Thuistezien 157 — 24.01.2021

Piyojo
Onze Ambassade Festival 2019


Piyojo has a unique way of enticing you into his strange and beautiful world so effortlessly. Rik Möhlmann is the Dutch visual artist and musician behind the one man project. On stage he is calm and contemplative, a bit distant seeming, and he proves similarly elusive in his online presence. But this only adds to the mystique of his magical electronic-tinged sonic dreamscapes. Originally from Groningen, where he was active both with his solo act but also as a concert organiser, in recent years his creative hub has been The Hague, and his visual aesthetics found in his art also colour the packaging of his releases and the live visuals that often are used in his performances.
Much of his work explores a world of absorbing electronic music, with a clubby dance colour to it. But with his performance at West for the 2019 Onze Ambassade Festival the audience is invited into his more introspective musical side. It's a world to sink into and fade away. A calm world, but also one that is colourful, fun, chaotic and charmingly retro due to the strange 80s electronic synth sounds that form the basis of his musical journeys. The sounds might be old, but the treatment is new and complex.

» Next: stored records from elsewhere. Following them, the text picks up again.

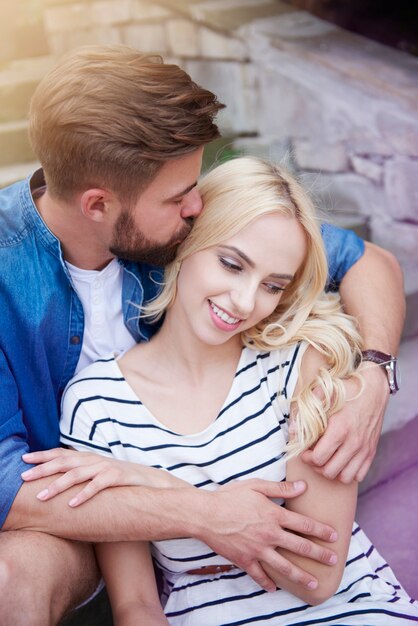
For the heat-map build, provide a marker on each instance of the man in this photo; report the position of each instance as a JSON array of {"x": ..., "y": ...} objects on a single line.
[{"x": 120, "y": 139}]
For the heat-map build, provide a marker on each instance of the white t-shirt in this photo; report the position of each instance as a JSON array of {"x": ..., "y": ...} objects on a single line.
[{"x": 100, "y": 293}]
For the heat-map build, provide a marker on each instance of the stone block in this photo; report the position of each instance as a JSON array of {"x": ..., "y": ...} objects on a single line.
[
  {"x": 402, "y": 240},
  {"x": 399, "y": 131},
  {"x": 286, "y": 109},
  {"x": 233, "y": 83},
  {"x": 147, "y": 10},
  {"x": 314, "y": 154},
  {"x": 278, "y": 152},
  {"x": 219, "y": 45},
  {"x": 369, "y": 167},
  {"x": 182, "y": 37},
  {"x": 12, "y": 173},
  {"x": 61, "y": 43},
  {"x": 67, "y": 18},
  {"x": 14, "y": 99},
  {"x": 346, "y": 193},
  {"x": 401, "y": 185},
  {"x": 106, "y": 12},
  {"x": 145, "y": 37},
  {"x": 14, "y": 144}
]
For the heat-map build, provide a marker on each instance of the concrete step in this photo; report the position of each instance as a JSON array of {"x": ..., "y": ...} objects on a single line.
[{"x": 14, "y": 143}]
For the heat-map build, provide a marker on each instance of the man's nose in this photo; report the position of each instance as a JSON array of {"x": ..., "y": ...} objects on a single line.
[{"x": 192, "y": 204}]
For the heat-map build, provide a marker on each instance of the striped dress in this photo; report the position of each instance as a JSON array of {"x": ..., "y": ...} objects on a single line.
[{"x": 101, "y": 412}]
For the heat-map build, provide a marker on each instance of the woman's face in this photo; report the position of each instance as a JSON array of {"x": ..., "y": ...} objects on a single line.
[{"x": 230, "y": 287}]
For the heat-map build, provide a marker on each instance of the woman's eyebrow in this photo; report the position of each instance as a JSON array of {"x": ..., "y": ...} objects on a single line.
[{"x": 251, "y": 263}]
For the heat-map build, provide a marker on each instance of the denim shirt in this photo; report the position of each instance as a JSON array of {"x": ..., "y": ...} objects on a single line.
[{"x": 42, "y": 324}]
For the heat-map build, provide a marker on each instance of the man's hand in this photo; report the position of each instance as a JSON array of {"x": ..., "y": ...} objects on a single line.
[
  {"x": 245, "y": 527},
  {"x": 347, "y": 448},
  {"x": 97, "y": 471}
]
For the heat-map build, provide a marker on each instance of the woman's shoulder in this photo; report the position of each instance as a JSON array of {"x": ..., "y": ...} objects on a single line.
[{"x": 104, "y": 369}]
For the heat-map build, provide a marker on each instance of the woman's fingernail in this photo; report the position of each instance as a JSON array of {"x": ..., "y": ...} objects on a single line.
[
  {"x": 42, "y": 495},
  {"x": 298, "y": 485}
]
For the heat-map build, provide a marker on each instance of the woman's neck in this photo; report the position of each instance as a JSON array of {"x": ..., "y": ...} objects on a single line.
[{"x": 187, "y": 354}]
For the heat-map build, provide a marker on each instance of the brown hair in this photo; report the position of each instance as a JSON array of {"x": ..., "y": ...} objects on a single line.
[{"x": 109, "y": 116}]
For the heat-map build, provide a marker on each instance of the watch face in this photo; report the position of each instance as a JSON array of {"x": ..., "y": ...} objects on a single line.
[
  {"x": 397, "y": 375},
  {"x": 393, "y": 373}
]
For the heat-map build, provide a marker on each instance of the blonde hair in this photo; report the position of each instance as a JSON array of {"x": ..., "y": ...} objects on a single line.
[
  {"x": 110, "y": 116},
  {"x": 235, "y": 194}
]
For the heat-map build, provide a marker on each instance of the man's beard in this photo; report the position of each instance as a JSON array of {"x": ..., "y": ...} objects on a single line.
[{"x": 131, "y": 244}]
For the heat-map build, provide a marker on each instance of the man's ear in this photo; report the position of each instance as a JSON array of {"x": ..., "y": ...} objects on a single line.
[{"x": 96, "y": 204}]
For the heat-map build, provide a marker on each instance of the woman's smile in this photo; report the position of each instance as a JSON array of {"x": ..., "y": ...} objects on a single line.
[{"x": 222, "y": 319}]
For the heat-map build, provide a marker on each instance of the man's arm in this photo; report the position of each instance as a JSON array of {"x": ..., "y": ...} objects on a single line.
[
  {"x": 372, "y": 292},
  {"x": 241, "y": 524}
]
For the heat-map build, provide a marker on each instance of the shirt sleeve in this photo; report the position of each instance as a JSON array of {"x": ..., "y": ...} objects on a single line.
[
  {"x": 343, "y": 249},
  {"x": 13, "y": 440}
]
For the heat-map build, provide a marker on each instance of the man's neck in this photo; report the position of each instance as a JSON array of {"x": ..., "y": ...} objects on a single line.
[{"x": 79, "y": 240}]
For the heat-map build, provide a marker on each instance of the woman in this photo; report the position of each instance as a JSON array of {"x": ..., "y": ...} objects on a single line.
[{"x": 247, "y": 336}]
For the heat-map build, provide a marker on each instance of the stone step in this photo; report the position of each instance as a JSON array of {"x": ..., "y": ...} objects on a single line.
[{"x": 14, "y": 143}]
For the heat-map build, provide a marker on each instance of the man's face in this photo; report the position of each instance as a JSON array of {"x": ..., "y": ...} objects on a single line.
[{"x": 162, "y": 217}]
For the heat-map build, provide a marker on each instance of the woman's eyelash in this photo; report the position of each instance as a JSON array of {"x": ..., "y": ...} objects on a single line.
[
  {"x": 274, "y": 288},
  {"x": 229, "y": 265}
]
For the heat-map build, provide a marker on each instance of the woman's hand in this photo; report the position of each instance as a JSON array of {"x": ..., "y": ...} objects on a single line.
[{"x": 97, "y": 471}]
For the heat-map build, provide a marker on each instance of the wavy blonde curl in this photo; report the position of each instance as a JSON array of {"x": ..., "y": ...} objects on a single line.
[{"x": 235, "y": 194}]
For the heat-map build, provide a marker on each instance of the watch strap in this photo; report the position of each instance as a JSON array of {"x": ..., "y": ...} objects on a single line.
[{"x": 381, "y": 358}]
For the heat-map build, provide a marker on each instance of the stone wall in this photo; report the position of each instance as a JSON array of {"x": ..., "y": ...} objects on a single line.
[{"x": 340, "y": 108}]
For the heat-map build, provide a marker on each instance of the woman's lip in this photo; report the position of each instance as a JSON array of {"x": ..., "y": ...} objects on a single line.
[
  {"x": 235, "y": 317},
  {"x": 219, "y": 322}
]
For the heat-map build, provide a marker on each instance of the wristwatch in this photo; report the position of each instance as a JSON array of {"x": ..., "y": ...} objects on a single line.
[{"x": 389, "y": 363}]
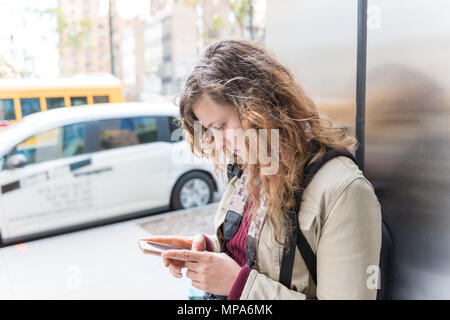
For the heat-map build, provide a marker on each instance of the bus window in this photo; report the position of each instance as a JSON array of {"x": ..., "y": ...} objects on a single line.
[
  {"x": 101, "y": 99},
  {"x": 7, "y": 109},
  {"x": 30, "y": 105},
  {"x": 78, "y": 101},
  {"x": 53, "y": 103}
]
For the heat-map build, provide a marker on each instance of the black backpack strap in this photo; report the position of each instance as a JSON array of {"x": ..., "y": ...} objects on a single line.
[{"x": 297, "y": 238}]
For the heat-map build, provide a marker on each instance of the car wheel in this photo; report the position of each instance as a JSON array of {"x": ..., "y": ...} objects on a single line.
[{"x": 192, "y": 190}]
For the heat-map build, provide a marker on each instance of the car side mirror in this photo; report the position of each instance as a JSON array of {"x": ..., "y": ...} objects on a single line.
[{"x": 17, "y": 160}]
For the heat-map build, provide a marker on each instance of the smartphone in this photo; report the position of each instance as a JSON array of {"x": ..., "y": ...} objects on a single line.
[{"x": 155, "y": 248}]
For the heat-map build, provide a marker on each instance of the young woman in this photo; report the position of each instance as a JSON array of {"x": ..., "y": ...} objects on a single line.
[{"x": 239, "y": 88}]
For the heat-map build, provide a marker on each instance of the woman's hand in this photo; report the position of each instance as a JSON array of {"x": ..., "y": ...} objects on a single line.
[
  {"x": 209, "y": 271},
  {"x": 196, "y": 243}
]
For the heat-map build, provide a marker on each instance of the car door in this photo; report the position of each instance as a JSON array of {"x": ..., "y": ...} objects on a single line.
[
  {"x": 46, "y": 194},
  {"x": 136, "y": 159}
]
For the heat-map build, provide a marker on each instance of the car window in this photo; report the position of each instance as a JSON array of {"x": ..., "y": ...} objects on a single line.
[
  {"x": 7, "y": 109},
  {"x": 117, "y": 133},
  {"x": 174, "y": 125},
  {"x": 53, "y": 144},
  {"x": 30, "y": 105}
]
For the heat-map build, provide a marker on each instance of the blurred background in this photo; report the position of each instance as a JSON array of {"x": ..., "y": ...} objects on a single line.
[
  {"x": 78, "y": 184},
  {"x": 149, "y": 45}
]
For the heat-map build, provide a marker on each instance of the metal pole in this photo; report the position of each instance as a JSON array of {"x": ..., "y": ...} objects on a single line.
[
  {"x": 361, "y": 82},
  {"x": 111, "y": 34}
]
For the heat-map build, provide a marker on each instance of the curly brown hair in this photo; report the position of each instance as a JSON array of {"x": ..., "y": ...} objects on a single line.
[{"x": 264, "y": 92}]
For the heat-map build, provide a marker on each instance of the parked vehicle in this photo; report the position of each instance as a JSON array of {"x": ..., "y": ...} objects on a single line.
[{"x": 75, "y": 167}]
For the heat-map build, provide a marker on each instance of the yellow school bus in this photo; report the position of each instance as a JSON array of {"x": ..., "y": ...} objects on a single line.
[{"x": 21, "y": 97}]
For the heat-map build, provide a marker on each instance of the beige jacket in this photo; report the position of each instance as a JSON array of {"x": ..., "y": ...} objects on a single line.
[{"x": 340, "y": 217}]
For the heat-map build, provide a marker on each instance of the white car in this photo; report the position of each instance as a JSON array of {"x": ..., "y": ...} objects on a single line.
[{"x": 72, "y": 168}]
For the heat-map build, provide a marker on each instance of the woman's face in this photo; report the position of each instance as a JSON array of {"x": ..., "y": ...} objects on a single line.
[{"x": 224, "y": 122}]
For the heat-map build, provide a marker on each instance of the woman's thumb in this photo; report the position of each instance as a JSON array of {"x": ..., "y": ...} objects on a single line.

It’s difficult to pinpoint how his music works, or why it does. It seems like it shouldn’t if one only quickly touches on the eccentric-seeming outer veneer of the music. But once you slip into his world you are captivated. On the one hand there is a feeling of him hinting at a vaporwave-esque aesthetic of exaggerated 80s digital culture used in a way that lies somewhere between homage and ironic appropriation. Vaporwave often is found in mysterious corners of the web, its creators remaining evasive, their music austere yet tongue-in-cheek, and Piyojo seems to feed on a similar mindset in many ways.
But part of the secret of his music’s success seems to be that it gently touches on a nostalgia for early electronic video game and computer game aesthetics of the 80s and 90s. He seems to draw you back into the excitement of early encounters with video games and the dreamy worlds of exploration and fast-moving stimulation they offered young fans. Looking back at such games they will now seem clunky, dated, bizarre and inelegantly glitchy, yet for many they still feel like a safe place to escape to. And one that is synonymous with early awe and wonderment, at the dawn of a consumer-minded digital age that we are only plunged into more and more as we grow older. But back then it was fun and innocent for us.

And then there is the subdued chaos of it. As if a box of vibrant retro electronics somehow explodes in a fantastic trippy firework display you just want to let yourself get absorbed into and enjoy with a calm smile across your face. Ultimately, you just need to fade into the sounds and let them take you to their strange and hypnotic world.